Background information
- Born: 20 January 1993 (age 32) Pyinmana, Myanmar
- Genres: Pop
- Occupation: Singer-songwriter
- Instruments: Vocals; piano; guitar;
- Years active: 2015–present
- Website: M Zaw Rain on Facebook

= M Zaw Rain =

M Zaw Rain (အမ်ဇော်ရိန်; born 20 January 1993) is a Burmese singer-songwriter of ethnic Kachin descent. He rose to prominence following his finish as the runner-up on the first season of Myanmar Idol. M Zaw Rain released his debut album Sate (Mind) on 15 December 2016.
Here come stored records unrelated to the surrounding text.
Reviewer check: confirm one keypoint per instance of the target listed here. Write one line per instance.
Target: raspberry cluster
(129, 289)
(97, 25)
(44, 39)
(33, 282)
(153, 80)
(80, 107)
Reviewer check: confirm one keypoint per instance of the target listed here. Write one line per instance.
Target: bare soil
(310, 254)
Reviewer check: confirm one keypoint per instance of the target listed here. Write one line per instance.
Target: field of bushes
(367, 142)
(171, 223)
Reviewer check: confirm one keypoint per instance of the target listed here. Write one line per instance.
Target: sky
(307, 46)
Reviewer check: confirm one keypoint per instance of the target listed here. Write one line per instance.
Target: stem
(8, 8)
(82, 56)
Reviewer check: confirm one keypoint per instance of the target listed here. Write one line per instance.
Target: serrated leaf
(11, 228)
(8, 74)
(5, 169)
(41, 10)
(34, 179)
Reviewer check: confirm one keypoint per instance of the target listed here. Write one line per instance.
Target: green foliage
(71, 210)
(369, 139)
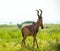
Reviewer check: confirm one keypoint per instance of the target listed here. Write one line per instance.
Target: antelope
(31, 30)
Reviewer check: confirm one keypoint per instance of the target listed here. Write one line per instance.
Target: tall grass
(48, 38)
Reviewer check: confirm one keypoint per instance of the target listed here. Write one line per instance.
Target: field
(48, 39)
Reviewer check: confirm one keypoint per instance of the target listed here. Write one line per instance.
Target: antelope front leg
(36, 43)
(35, 40)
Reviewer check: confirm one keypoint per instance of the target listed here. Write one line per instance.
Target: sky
(18, 11)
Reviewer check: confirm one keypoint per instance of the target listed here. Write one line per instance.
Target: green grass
(48, 39)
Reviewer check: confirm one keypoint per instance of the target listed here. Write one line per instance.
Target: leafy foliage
(48, 38)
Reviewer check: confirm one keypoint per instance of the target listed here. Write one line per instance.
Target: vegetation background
(48, 38)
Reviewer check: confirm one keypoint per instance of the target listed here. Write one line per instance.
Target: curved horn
(41, 12)
(37, 13)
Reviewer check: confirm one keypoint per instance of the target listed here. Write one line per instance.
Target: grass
(48, 39)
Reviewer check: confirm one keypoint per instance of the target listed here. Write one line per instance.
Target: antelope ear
(37, 13)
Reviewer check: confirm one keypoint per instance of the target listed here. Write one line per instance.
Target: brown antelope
(31, 30)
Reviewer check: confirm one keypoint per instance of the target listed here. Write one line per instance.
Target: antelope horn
(37, 13)
(41, 12)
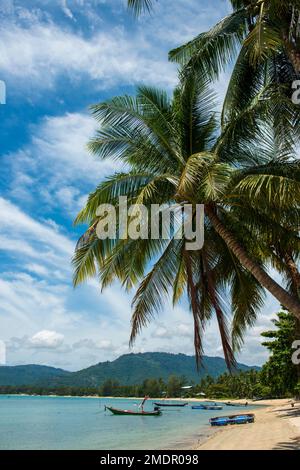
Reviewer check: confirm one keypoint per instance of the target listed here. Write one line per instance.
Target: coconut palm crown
(172, 153)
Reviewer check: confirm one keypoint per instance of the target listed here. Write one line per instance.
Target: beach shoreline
(276, 427)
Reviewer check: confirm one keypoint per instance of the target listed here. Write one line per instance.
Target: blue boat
(233, 419)
(207, 407)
==Early life and education==
M Zaw Rain was born on 20 January 1993 in Pyinmana, Myanmar to parents M Zaw Kun and Naw Christabal of an ethnic family. His father is Kachin and mother is Karen. He is the youngest son of four siblings. He graduated in Civil engineering from Technological University, Yamethin.

==Career==
M Zaw Rain started out on his music career as a contestant in Myanmar Idol, a televised singing competition. In Myanmar Idol grand final, he competed with Saw Lah Htaw Wah and Ninzi May. With the voting results of the whole country, Saw Lah Htaw Wah became the winner, and he finished as 1st runner-up. After he has competed in Myanmar Idol, performed in many concerts and he started endeavoring to be able to produce and distribute a solo album. He launched his debut solo album "Sate" on 15 December 2016.
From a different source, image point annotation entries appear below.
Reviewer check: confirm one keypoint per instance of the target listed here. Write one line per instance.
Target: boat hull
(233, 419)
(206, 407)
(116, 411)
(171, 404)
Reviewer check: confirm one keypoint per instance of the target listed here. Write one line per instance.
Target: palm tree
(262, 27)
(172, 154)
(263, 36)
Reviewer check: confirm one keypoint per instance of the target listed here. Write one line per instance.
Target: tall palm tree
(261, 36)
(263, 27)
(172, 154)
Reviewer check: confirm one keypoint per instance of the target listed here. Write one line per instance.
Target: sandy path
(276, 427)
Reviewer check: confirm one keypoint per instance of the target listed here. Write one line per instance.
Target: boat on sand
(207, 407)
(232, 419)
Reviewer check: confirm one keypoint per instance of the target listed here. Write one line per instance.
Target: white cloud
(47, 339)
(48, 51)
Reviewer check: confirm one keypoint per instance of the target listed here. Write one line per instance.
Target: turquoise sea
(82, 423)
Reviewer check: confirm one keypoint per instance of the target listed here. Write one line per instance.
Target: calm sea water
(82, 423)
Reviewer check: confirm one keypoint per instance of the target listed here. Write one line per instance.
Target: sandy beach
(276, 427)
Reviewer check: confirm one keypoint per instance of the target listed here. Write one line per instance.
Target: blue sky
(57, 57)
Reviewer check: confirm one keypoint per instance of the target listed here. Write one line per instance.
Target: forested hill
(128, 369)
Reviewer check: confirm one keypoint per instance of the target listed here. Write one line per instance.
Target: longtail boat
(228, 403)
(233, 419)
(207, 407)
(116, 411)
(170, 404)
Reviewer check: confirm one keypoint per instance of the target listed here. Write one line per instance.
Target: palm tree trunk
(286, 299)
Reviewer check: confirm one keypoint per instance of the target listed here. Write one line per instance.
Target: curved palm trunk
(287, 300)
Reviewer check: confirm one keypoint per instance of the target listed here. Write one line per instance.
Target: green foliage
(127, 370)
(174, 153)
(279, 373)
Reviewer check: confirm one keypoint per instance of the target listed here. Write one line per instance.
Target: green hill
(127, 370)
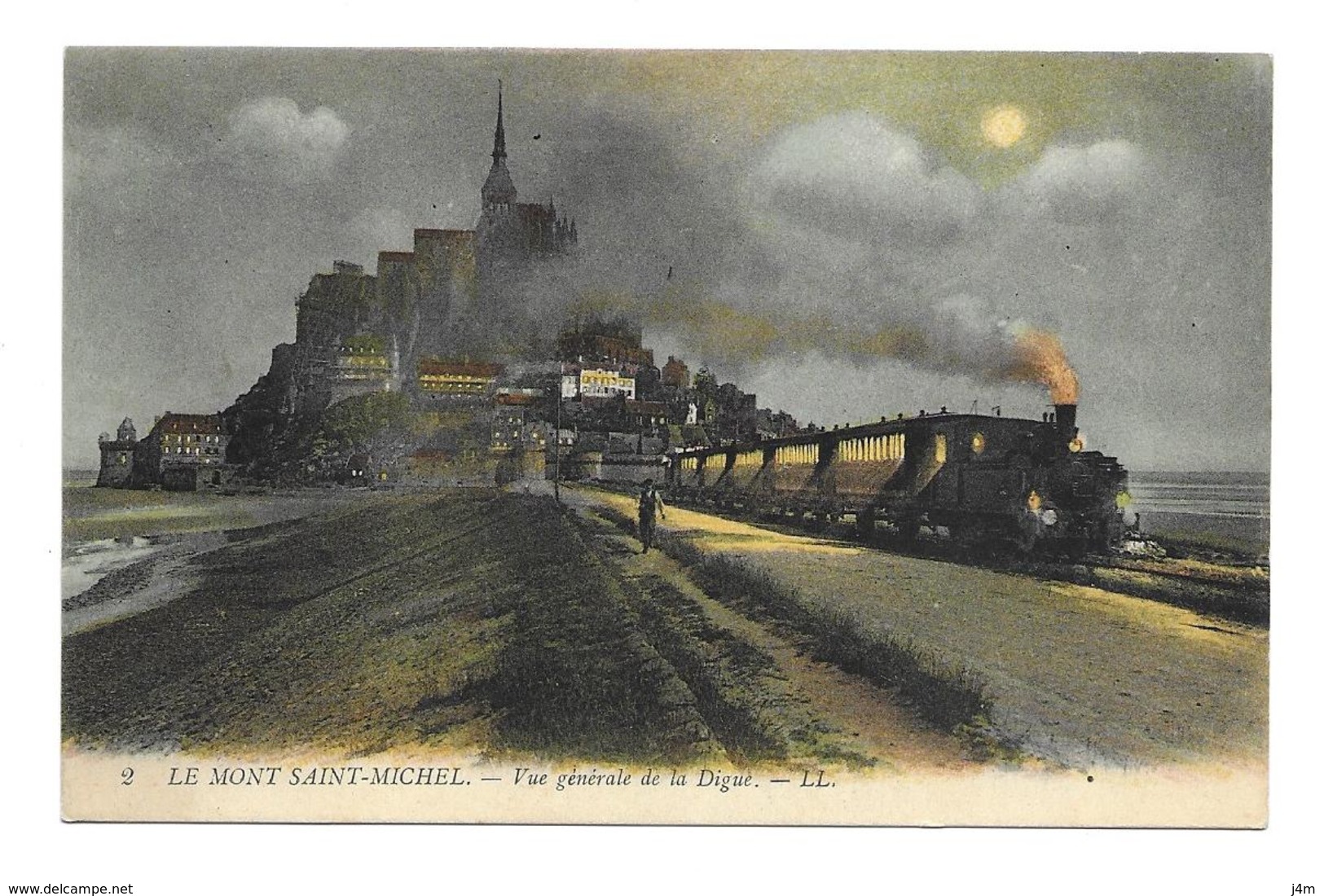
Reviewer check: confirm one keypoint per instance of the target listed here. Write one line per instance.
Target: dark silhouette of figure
(650, 507)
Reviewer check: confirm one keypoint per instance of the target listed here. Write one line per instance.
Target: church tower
(499, 236)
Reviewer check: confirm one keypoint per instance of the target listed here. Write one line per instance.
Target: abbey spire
(499, 142)
(499, 190)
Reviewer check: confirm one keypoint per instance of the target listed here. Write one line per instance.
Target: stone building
(117, 457)
(182, 453)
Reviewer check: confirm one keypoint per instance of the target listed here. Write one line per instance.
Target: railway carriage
(983, 478)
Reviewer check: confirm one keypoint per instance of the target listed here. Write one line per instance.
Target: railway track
(1232, 591)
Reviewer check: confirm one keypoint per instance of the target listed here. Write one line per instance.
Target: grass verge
(946, 696)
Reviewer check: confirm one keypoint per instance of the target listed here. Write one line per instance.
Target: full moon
(1004, 126)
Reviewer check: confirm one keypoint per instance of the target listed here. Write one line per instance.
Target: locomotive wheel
(864, 523)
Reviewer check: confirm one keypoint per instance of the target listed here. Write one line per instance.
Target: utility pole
(556, 438)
In June 2017, Miss Myanmar USA Pageant Event, Tour USA 2017 concert invited M Zaw Rain and other ethnic artists, Sai Sai Kham Leng, Sone Thin Par, Mi Mon Mon Thike, Billy Lamin Aye and Saw Lah Htaw Wah. They performed at the Las Vegas, Los Angeles and San Francisco.

M Zaw Rain gained "Award of the 2016 demanding most song from the released album of Myanmar Idol Season 1" at the Shwe FM 7th Anniversary Ceremony.